Mycobacterium tuberculosis successfully subverts the host immune response to promote disease progression. In addition to its known intracellular niche in macrophages, M. tuberculosis interferes with the functions of dendritic cells (DCs), which are the primary antigen-presenting cells of the immune system. We previously showed that M. tuberculosis dampens proinflammatory responses and impairs DC functions through the cell envelope-associated serine protease Hip1. Here we present data showing that M. tuberculosis GroEL2, a substrate of Hip1, modulates DC functions. The full-length GroEL2 protein elicited robust proinflammatory responses from DCs and promoted DC maturation and antigen presentation to T cells. In contrast, the cleaved form of GroEL2, which predominates in M. tuberculosis, was poorly immunostimulatory and was unable to promote DC maturation and antigen presentation. Moreover, DCs exposed to full-length, but not cleaved, GroEL2 induced strong antigen-specific gamma interferon (IFN-γ), interleukin-2 (IL-2), and IL-17A cytokine responses from CD4⁺ T cells. Moreover, the expression of cleaved GroEL2 in the hip1 mutant restored the robust T cell responses to wild-type levels, suggesting that proteolytic cleavage of GroEL2 allows M. tuberculosis to prevent optimal DC-T cell cross talk during M. tuberculosis infection.

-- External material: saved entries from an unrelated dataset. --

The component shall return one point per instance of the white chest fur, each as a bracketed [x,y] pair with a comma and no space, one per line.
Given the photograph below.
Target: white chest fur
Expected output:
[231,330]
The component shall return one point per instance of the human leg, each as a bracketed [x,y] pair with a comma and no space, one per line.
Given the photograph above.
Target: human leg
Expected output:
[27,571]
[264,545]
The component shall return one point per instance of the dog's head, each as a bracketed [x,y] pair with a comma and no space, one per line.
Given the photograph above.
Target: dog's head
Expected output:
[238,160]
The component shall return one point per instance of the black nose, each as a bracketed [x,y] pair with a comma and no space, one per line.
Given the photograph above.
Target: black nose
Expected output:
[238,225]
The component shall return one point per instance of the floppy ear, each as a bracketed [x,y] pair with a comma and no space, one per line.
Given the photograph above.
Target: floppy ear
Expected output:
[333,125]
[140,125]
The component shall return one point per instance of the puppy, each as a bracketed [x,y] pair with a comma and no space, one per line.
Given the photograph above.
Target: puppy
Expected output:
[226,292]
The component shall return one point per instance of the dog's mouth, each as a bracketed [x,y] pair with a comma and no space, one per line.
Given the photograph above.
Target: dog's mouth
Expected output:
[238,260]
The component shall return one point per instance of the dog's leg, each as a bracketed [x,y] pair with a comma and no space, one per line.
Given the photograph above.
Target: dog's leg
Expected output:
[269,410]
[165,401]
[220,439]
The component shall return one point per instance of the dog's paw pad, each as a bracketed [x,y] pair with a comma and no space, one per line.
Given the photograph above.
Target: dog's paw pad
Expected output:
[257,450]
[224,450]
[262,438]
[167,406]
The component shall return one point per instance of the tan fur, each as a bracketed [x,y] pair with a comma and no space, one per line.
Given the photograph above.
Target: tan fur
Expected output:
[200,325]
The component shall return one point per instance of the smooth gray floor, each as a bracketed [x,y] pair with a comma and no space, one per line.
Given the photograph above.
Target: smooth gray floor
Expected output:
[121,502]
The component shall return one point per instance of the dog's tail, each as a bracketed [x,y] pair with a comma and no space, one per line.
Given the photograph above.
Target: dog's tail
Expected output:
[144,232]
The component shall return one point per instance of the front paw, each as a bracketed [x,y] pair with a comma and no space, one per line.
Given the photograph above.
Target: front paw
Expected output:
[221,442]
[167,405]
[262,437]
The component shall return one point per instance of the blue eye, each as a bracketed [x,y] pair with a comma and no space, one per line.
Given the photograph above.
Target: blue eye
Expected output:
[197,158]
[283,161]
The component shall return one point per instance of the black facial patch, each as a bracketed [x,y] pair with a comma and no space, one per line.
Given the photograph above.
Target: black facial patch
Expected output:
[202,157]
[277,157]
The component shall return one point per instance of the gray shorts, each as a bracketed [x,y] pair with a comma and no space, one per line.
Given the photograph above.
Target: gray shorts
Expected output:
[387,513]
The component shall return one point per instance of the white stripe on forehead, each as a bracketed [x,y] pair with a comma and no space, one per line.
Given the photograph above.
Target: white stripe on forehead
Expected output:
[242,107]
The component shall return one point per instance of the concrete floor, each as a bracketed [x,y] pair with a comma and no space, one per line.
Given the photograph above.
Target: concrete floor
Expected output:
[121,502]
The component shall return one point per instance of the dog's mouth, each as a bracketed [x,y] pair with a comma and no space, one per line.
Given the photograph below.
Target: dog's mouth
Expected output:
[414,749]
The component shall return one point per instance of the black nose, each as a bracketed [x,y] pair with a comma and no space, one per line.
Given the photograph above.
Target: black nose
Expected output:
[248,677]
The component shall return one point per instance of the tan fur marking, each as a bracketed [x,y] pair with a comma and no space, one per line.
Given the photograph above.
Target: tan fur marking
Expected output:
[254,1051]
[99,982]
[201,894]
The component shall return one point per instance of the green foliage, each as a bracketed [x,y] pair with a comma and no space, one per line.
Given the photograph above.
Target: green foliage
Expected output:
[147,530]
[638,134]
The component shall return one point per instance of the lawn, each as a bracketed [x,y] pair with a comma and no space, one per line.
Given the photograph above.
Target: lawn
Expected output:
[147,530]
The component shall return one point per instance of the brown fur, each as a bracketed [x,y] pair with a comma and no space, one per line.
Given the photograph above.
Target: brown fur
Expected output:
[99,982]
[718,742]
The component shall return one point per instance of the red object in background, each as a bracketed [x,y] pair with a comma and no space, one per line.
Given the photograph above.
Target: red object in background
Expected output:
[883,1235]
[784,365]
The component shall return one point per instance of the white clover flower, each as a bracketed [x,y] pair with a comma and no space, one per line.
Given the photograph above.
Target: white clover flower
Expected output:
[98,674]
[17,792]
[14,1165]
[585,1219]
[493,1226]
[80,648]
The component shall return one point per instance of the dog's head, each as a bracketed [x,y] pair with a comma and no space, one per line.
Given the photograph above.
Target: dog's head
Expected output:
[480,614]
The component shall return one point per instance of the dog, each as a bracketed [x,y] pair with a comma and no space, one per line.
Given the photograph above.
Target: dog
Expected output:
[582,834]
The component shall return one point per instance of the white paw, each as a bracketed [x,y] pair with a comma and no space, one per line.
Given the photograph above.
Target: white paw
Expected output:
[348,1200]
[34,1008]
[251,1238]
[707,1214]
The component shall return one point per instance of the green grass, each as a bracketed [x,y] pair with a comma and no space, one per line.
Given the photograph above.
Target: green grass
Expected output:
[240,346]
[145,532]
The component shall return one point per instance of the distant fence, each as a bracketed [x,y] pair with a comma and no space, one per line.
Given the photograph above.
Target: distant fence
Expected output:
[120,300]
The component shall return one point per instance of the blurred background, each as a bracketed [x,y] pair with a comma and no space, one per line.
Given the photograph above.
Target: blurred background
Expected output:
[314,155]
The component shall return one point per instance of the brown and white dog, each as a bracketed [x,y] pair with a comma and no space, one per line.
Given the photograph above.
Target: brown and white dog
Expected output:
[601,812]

Keywords: Mycobacterium tuberculosis; dendritic cells.

FIG 1

Expression of costimulatory molecules CD40 and CD86 on DCs in response to full-length GroEL2 and GroEL2(cl). We stimulated C57BL/6 BMDCs with recombinant GroEL2 or GroEL2(cl) for 24 h and analyzed the cell surface expression of CD40 and CD86. Representative histograms and mean fluorescence intensity values for the CD11c⁺ DC subpopulation are shown. Isotype and Pam₃CSK₄ controls are shown as gray and green outlines, respectively. Data are shown as means ± SD of results of one representative experiment from three independent experiments.

FIG 2

Differential stimulation of proinflammatory cytokines from dendritic cells by GroEL2 and GroEL2(cl). We measured levels of the IL-6 and IL-12p40 cytokines produced by C57BL/6 BMDCs 24 h after stimulation with various levels of recombinant GroEL2 or GroEL2(cl). Data are shown as means ± SD of results from one representative experiment of three independent experiments.

FIG 3

GroEL2(cl) restores wild-type levels of proinflammatory cytokine responses in dendritic cells and dampens the stimulatory capacity of full-length GroEL2. (A) We measured levels of the IL-6 and IL-12p40 cytokines produced by C57BL/6 BMDCs 24 h after infection with live M. tuberculosis strains. (B) We incubated C57BL/6 BMDCs with recombinant GroEL2 and GroEL2(cl) either alone (5 μM) or together (5 μM each) for 24 h. The calculated additive effect of GroEL2 and GroEL2(cl) is represented as a sum of the cytokine levels for each protein alone. Data are shown as means ± SD of results of one representative experiment from three independent experiments.

FIG 4

GroEL2 proteolysis modulates DC antigen presentation and T cell polarization. (A) We pulsed DCs with various amounts of the OVA_323–339 peptide (1 μg/ml, 10 μg/ml, and 50 μg/ml) for 6 h and then stimulated cells with either recombinant GroEL2 or GroEL2(cl) for 24 h. Following coculture with antigen-specific TCR-Tg CD4⁺ T cells for 72 h, we assayed cells for the cytokines IFN-γ, IL-2, and IL-17A by an ELISA. (B) We infected DCs with live M. tuberculosis strains and then cocultured them with purified ESAT-6-specific TCR-Tg CD4⁺ T cells. After 80 h, cell-free supernatants were collected and assessed for the cytokines IFN-γ, IL-2, and IL-17A by an ELISA. Data are shown as means ± SD of results of one representative experiment from three independent experiments.